State v. Murphy

692 A.2d 335 | R.I. | 1997

ORDER

This matter came before the Supreme Court on March 6,1997 pursuant to an order directing the defendant to appear and show cause why the issues raised by the defendant’s appeal from the denial of his motion to reduce sentence in the Superior Court should not be summarily decided.

After hearing, the arguments of counsel and considering the memoranda submitted by the parties, we are of the opinion that cause has not been shown. The issues raised in the appeal will be decided at this time.

On May 27,1977, the defendant, James M. Murphy, allegedly committed a breaking and entering of a building in the nighttime with the intent to commit a larceny therein. In February 1979 he was convicted by a Superi- or Court jury on charges of conspiracy to commit a breaking and entering, possession of burglary tools, and injury of electrical lines. On April 27,1979, he was sentenced to ten years on the conspiracy charge, and two years on the injury of electrical lines charge to be served concurrently with the sentence on the conspiracy charge. Sentence was deferred on the charge of possession of burglary tools.

The defendant was released on bail pending appeal. After the defendant’s appeal was denied and dismissed in State v. Barton, 424 A.2d 1033 (R.I.1981), he failed to appear for commencement of his sentence. While eluding the Rhode Island authorities, he allegedly became associated with a group in Boston that committed several robberies. The defendant was eventually convicted and sentenced by a Massachusett’s federal court on charges arising from those activities. The defendant remained in federal custody until October 18, 1995 when he was transferred to the custody of Rhode Island authorities.

On January 25, 1996, the defendant filed, in the Superior Court, a pro se motion to have his time spent in federal custody credited to his Rhode Island sentence. Because such credits are administratively credited at the Adult Correctional Institutions, the trial justice treated the motion as a Rule 35 motion to reduce sentence and denied it. A final dismissal order was entered on February 22,1996. The defendant appealed therefrom.1

The equities in this case certainly do not support the defendant’s position. The defendant unlawfully fled this jurisdiction and, while a fugitive, committed and was convicted of crimes that were completely separate and distinct from the crimes for which he had been earlier sentenced in Rhode Island. We can see no reason to credit the defendant with the time he rightfully served in federal prison since it was his choice to unlawfully elude the Rhode Island authorities and to commit the additional crimes that resulted in his federal imprisonment.

Furthermore, the defendant has pointed to no authority that mandates or even permits the crediting of his federal imprisonment time to his state sentence. Cf. United States v. Garcia-Gutierrez, 835 F.2d 585 (5th Cir.1988) (Court of Appeals held that a federal *336prisoner was not entitled to credit for time served in state custody on unrelated charge).

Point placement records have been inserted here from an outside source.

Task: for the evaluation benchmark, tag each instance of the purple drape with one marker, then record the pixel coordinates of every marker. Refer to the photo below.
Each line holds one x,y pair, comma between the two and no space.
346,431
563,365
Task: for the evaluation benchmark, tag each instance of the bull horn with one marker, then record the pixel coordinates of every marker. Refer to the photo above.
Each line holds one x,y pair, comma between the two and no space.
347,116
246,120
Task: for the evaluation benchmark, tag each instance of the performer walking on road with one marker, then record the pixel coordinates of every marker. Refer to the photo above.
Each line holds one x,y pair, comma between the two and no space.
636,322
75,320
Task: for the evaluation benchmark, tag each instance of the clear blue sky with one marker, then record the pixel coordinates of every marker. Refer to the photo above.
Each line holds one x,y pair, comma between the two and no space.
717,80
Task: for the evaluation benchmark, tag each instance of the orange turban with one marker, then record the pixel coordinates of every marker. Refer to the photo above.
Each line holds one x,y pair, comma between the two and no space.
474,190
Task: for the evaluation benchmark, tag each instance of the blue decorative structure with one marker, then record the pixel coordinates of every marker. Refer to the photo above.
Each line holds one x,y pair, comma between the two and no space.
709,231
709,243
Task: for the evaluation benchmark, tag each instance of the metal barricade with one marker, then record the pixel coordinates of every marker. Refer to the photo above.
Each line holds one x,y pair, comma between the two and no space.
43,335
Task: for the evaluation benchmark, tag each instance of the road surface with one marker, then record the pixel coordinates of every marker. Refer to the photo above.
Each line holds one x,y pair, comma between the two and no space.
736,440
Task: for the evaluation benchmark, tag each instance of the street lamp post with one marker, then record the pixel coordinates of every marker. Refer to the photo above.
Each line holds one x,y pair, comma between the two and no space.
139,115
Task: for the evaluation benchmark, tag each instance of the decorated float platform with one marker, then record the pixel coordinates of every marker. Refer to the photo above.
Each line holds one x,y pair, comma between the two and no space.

The absence of such legal authority is dispos-itive of the defendant’s appeal, especially since there are no equities present in this case that would serve to support the development of new legal precedent. Accordingly, the defendant’s appeal is denied and dismissed. The final judgment entered on the defendant’s motion to reduce sentence is affirmed and the papers in this ease are remanded to the Superior Court.

. It should be noted that a motion to reduce sentence must be filed within 120 days after the sentence is imposed. Rule 35 of the Superior Court Rules of Criminal Procedure. The defendant’s motion was filed over sixteen years after he was originally sentenced so it clearly was not a properly filed motion to reduce sentence. Moreover, the defendant’s notice of appeal from the trial justice’s denial of his "motion to reduce sentence" was filed after the 20 day appeal period had expired (the trial justice's order was entered on February 22, 1996 and the notice of appeal was filed on March 15, 1996). However, despite these procedural errors, we will base our opinion on the merits of the defendant’s contentions since, because they are so unsubstantiated, the result will be the same under any of the above noted theories.